Adversity: Undiagnosed rare disease
Advocacy: Health policy advocate and founder of an international community for young women with varying illnesses and disabilities
“I learned early on if I wanted to be heard, I’d have to raise hell and no one was going to come save me, I’d have to save myself. So I have.”
At age 12, Shira Strongin was suffering with an undiagnosed rare disease. While her classmates were focused on typical teen topics like boys and social media, Shira was dealing with dislocated joints, blood clots and spinal surgeries – not to mention co-morbid issues related to the syndrome.
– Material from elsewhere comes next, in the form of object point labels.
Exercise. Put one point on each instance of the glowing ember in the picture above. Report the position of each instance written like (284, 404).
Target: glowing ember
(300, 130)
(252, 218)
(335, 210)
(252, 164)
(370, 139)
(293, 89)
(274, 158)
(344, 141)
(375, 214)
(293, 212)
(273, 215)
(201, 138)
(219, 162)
While she had the support of family and friends, it didn’t take Shira long to realize that many young people diagnosed with rare diseases could benefit from a support group of their peers who were facing similar struggles. But where to find that community was the question. At 18, Shira is an award-winning activist and writer. She was honored as the 2015 RARE Champion of Hope – Teen Advocate by Global Genes, is a recipient of the first Amelia Moore Sparkle Award for Compassionate Advocacy, and is one of 15 honorees of the Diller Teen TikkunOlam Award. Shira is also the founder of Sick Chicks, which started as a personal blog, but in 2015 became an international community working to empower and unite women with varying disabilities and illnesses. Sick Chicks encourages young women to speak up and save themselves through legislative advocacy, online support and in-person. Shira has a passion for speaking on topics such as disability rights, women’s rights and engaging the young adult community in advocacy.